For him, there is no progress without constructing buildings, roads or other physical and concrete projects. There is nothing that can permanently cement his legacies but concrete and big buildings. That’s as far as he can understand. It seems that for him education or democracy or environment are not real, and just words.
So, it’s no wonder that he likes to be remembered as the person who has built the longest toll road (Jakarta-Surabaya toll road or trans-Sumatra road), or the biggest dam. By realizing the development of Bener Dam he would stamp himself as the one who builds the highest dam, not in Indonesia, but in the whole Southeast Asia.
After all, he probably knows he hardly achieves anything meaningful. By any parameter Indonesia stays stagnant or is getting worse compared to the period before him. The number of people live below poverty line stay the same, if not increasing during his eight years in power. The gap between the poor and the rich is increasing while civil liberty and freedom of expression have been curtailed in many places in Indonesia.
The institutions his predecessors worked hard to nurture have been weakened under his watch. Checks and balances are disappearing with, for instance, the Corruption Eradication Commission (KPK) being amputated, giving spacious room to corrupt elites to steal state’s money.
At the same time, the country’s foreign debts are ballooning. In other words, Indonesia’s natural resources are depleting but it does not translate into the prosperity the people are expecting.
Then, it’s really in big projects – especially Bener Dam and also moving the nation’s capital from Jakarta to some random place in East Kalimantan – he is hoping to shine, compensating his obscure achievement in other sectors.
But now his target of realizing the highest dam in Southeast Asia in 2023 or at least before his term ends in 2024 is threatened just because residents of one small village within the location of the project, called Wadas, are stubborn enough to reject the project.
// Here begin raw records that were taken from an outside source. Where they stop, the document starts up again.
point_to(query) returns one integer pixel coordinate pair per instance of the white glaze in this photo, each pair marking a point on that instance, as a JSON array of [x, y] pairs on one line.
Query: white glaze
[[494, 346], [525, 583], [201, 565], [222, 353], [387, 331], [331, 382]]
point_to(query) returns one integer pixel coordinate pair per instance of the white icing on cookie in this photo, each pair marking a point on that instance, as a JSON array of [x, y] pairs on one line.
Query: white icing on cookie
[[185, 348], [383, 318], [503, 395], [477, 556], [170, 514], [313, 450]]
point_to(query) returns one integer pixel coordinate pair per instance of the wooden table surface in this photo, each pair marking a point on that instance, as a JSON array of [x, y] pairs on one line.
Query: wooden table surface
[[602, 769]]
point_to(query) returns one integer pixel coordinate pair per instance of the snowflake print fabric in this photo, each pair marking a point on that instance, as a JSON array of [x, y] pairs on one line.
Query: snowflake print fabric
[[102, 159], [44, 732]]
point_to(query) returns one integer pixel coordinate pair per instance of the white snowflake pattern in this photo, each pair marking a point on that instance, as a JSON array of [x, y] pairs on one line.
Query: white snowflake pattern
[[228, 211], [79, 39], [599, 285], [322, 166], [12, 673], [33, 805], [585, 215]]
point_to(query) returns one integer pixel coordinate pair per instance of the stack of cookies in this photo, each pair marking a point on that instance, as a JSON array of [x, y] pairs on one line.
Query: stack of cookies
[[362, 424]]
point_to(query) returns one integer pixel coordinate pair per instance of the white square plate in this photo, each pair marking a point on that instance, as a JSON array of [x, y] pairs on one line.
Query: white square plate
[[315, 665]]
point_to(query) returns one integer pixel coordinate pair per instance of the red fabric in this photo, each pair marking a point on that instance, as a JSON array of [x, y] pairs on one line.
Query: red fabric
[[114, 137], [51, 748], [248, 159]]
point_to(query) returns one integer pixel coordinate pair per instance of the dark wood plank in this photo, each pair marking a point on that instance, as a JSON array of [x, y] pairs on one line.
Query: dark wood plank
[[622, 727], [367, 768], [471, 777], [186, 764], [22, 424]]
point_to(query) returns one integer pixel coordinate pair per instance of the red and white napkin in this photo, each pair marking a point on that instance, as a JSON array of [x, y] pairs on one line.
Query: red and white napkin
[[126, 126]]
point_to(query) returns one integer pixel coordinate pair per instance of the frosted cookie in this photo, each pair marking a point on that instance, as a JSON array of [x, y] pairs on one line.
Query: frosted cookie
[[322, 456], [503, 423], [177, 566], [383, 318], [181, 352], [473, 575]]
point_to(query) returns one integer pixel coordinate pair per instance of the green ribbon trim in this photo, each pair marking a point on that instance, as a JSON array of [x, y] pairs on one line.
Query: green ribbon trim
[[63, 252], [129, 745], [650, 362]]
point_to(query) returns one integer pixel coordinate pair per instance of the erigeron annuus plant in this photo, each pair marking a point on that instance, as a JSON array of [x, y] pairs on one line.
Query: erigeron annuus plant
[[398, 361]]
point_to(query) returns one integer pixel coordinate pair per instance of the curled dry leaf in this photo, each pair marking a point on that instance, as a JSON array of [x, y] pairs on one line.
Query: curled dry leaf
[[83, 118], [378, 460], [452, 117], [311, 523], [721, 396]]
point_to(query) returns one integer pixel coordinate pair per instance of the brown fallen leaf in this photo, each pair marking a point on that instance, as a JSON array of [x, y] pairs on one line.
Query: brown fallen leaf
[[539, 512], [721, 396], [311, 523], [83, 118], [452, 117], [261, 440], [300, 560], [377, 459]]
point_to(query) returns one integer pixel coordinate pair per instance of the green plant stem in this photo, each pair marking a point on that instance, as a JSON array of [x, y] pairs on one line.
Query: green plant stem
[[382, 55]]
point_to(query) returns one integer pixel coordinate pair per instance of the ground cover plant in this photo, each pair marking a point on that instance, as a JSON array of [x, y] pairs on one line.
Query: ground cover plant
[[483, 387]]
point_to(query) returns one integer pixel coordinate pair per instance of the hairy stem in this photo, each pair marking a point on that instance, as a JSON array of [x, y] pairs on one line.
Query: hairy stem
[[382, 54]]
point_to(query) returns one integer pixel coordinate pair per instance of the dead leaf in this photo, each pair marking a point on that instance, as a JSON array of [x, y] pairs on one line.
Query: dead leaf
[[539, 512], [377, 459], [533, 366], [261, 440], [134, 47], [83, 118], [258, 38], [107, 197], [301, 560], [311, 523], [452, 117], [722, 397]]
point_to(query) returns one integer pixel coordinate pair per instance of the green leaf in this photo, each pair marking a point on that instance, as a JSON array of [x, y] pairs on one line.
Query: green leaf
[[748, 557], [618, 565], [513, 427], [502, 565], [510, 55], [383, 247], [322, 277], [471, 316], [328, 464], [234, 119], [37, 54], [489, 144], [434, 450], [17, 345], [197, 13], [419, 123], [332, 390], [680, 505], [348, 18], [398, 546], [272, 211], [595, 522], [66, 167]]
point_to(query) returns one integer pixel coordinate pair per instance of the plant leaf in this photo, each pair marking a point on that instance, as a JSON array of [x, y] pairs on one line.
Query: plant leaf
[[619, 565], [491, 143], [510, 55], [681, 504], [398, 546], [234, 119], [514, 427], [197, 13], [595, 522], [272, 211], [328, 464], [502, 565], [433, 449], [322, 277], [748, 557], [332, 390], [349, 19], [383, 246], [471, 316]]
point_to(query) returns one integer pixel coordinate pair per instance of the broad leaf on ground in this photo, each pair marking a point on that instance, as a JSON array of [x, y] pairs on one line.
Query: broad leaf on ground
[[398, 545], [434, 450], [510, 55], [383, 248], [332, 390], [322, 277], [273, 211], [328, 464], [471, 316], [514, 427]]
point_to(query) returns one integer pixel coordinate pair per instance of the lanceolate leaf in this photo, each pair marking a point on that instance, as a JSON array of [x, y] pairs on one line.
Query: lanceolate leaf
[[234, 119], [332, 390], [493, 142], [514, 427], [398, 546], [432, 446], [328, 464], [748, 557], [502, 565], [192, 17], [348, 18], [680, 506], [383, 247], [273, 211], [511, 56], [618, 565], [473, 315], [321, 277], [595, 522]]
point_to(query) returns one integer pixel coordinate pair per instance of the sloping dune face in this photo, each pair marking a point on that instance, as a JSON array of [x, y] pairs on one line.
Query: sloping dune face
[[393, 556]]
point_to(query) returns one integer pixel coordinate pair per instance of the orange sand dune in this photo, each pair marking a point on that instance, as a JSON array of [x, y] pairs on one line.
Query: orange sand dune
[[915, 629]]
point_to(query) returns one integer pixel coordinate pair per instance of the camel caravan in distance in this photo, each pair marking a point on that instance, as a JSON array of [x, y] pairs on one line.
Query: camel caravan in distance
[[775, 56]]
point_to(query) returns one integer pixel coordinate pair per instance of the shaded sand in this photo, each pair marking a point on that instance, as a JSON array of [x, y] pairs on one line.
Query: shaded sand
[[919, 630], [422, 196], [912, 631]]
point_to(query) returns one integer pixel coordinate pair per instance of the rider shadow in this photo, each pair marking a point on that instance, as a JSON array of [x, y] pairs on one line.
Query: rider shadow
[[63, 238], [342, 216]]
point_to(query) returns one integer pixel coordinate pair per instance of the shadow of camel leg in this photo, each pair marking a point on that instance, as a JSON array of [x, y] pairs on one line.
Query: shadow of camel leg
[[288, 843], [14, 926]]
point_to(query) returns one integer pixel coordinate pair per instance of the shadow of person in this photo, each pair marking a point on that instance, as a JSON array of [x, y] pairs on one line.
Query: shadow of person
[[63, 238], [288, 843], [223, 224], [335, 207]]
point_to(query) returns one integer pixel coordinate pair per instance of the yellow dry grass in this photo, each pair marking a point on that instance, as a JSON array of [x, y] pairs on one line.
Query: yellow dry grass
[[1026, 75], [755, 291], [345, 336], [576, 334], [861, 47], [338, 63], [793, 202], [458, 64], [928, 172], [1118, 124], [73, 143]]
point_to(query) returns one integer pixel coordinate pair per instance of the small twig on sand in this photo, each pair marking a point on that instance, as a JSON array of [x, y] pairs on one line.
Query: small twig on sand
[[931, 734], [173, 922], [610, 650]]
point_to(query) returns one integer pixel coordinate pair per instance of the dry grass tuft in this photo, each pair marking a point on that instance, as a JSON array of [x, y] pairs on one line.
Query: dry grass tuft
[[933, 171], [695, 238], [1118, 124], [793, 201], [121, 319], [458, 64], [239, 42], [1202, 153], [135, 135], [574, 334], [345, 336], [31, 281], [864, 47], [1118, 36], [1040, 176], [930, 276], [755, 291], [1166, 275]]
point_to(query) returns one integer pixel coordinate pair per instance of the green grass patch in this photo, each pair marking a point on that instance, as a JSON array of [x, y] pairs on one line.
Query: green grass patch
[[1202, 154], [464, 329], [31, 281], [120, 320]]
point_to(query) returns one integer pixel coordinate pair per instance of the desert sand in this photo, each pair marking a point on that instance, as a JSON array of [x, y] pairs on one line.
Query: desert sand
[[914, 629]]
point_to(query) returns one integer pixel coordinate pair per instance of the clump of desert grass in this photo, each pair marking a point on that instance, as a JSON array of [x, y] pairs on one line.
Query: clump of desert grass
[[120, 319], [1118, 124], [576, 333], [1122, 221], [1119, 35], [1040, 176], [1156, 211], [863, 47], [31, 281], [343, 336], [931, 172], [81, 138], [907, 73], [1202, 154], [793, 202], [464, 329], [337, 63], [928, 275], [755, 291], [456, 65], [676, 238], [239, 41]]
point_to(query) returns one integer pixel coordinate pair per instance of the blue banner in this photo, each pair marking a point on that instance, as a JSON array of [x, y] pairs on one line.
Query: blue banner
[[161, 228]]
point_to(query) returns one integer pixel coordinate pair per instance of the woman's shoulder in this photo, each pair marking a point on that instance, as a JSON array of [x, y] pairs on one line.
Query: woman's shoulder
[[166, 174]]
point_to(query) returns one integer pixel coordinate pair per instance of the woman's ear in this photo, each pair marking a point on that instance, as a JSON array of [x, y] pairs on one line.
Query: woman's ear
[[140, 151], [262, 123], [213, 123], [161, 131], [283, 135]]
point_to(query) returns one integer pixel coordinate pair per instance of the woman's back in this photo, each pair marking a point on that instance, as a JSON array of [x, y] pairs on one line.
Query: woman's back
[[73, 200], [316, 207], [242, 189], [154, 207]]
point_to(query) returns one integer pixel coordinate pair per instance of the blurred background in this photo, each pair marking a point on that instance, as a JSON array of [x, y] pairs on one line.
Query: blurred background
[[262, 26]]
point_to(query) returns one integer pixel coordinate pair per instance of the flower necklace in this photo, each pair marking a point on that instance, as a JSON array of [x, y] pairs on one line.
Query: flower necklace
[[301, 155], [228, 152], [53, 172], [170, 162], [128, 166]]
So, something must be done, and must be done fast.
Meanwhile, Central Java Governor Ganjar Pranowo is also increasingly under pressure to deliver. How can he prove he is worthy of becoming the successor of Jokowi in 2024 if he can’t even help turn the dream dam into a reality?
With such a respective personal ambition, it is beside the point to ask whether the project really benefits the people, or in fact, even destroys them.
That’s why the violent invasion of Desa Wadas by the police, and subsequent arrests of villagers were taken without hesitation. The forced taking over of the village from the hands of the farmers is for the greater benefit, right? It’s just that it is not clear who get the benefits other than that it’s for the ambition of Jokowi and Ganjar.
But the forced eviction of Desa Wadas residents, who merely defend their only possession and their rights to live, is a robbery in broad daylight of people’s livelihood, wiping out history and identity of thousands of people as human beings. Seeing this way, there is no crime bigger than this.
How can they even think of creating something good out of crime against humanity and misery of other people? Then, how can we tell the difference between this Jokowi’s action from Soeharto’s forced and violent eviction of villagers of Kedung Ombo in 1980s? How can tell the difference between Jokowi regime and Soeharto’s totalitarian New Order?
If people had the guts to fight against Kedung Ombo project even in the height of Soeharto’s totalitarian regime, then we surely must have the nerve and conscience to resist the same crime against the people now.
The year 2024 is just around the corner, and Jokowi should have just gone away quietly. Instead, he will go down in history being compared with the most corrupt, violent and ruthless ruler Indonesia has ever known.